I'd say, visit Facebook ONLY ONCE each week: plow through, do no chats, accept no "gifts" and sign up for no events. However, it can be a great organizing tool IF folks are 'in the space' for social media, but few of us really have time to 'be in that space' (having thought about it).
I've met some of the techies who develop this stuff: not bad guys or gals, but often 'self-absorbed' in terms of cyberspace and their own interests and how much money they 'bring home' from doing the development, and very little sense of social responsibility that isn't in terms of using the Internet between persons and 'social action' (as an intermediary).
Of course, we're using such an intermediary to say this.
It reminds me of the head of Buildings and Grounds at Tufts University, where I used to work in the days when we were setting up the materials management program that included recycling. "My men are all on union contracts. I cannot ask them to lift, move, or relocate anything by hand; they cannot be expected to lift, move, empty, or relocate anything that doesn't put a machine in between them and the task.
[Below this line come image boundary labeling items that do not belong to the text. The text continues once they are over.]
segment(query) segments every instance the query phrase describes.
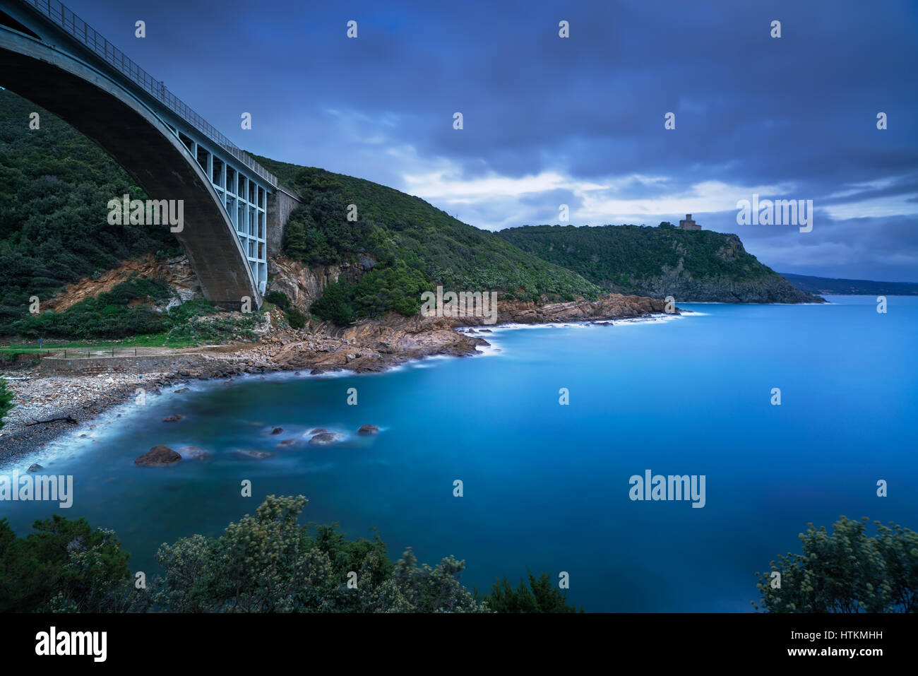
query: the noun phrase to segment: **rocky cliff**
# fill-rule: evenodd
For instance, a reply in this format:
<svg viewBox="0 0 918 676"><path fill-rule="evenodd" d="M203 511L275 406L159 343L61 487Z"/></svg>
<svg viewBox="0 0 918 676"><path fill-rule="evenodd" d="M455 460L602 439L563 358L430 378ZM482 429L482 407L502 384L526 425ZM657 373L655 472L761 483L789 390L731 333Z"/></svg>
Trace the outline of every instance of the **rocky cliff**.
<svg viewBox="0 0 918 676"><path fill-rule="evenodd" d="M633 225L540 225L498 234L616 293L683 303L824 302L762 265L735 234Z"/></svg>

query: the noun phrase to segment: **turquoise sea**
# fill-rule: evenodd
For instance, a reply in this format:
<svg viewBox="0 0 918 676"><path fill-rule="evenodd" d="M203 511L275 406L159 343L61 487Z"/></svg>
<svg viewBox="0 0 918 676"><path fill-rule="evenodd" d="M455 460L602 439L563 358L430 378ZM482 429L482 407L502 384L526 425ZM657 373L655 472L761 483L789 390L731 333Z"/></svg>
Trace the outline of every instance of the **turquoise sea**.
<svg viewBox="0 0 918 676"><path fill-rule="evenodd" d="M0 502L0 513L20 535L51 512L85 516L115 529L149 577L161 543L218 535L267 494L304 494L305 521L340 522L351 536L375 527L394 558L409 546L431 564L455 555L479 591L528 568L569 573L568 596L588 611L751 611L755 572L799 551L809 522L845 514L918 528L918 298L889 297L885 314L875 297L828 298L498 328L482 356L385 374L170 388L19 468L39 459L46 473L73 475L73 508ZM185 419L161 422L172 413ZM357 436L364 423L380 425L378 436ZM284 434L271 435L274 425ZM277 445L315 427L346 440ZM214 456L133 464L158 444ZM705 506L632 501L630 477L648 469L704 475Z"/></svg>

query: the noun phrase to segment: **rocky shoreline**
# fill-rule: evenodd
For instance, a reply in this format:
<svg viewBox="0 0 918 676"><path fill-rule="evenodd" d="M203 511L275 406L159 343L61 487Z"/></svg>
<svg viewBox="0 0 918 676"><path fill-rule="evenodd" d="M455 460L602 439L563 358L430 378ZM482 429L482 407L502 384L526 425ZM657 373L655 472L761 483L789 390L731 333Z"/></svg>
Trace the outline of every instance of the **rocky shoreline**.
<svg viewBox="0 0 918 676"><path fill-rule="evenodd" d="M497 322L487 328L635 319L663 313L665 305L663 300L617 294L566 303L507 301L499 306ZM465 327L486 328L485 320L389 314L344 328L310 321L300 331L274 330L256 344L175 351L176 357L181 356L176 363L184 367L171 371L49 373L39 366L12 370L3 374L12 378L7 379L7 387L14 392L15 407L0 430L0 468L34 454L77 427L92 430L100 413L134 398L138 388L155 395L171 385L227 380L242 374L381 372L429 356L479 354L477 348L489 344L474 329L458 331ZM62 420L33 424L56 418Z"/></svg>

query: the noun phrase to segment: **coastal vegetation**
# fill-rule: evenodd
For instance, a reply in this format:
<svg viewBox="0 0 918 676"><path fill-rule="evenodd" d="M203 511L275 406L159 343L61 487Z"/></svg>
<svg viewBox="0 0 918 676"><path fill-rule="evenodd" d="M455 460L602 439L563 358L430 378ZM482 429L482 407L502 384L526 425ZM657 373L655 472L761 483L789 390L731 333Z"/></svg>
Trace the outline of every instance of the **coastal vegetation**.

Now, if you want that to be done, you're asking for subcontracted custodians, and my men are not custodians."
To which I replied: "Might you consider a pair of safety gloves a machine?"
"No" was his answer.
Then I think also of a vegetarian friend, a vegan friend with two doctorates (philosophy and psychology) who for years planned to write a book on how modern life alienates us from experiencing directly, built upon Plato's analogy of the cave (the inner resident saw against the wall he was facing the shadows from the flickering flame behind him).
Well, such is complex existence, and some strive for a tenured position in a field where that depth of analysis can be pursued, or a clinical role that might also indulge it (like a chaplaincy in a school or mental hospital).
If you find it, just stay sane and don't commit intellectual suicide.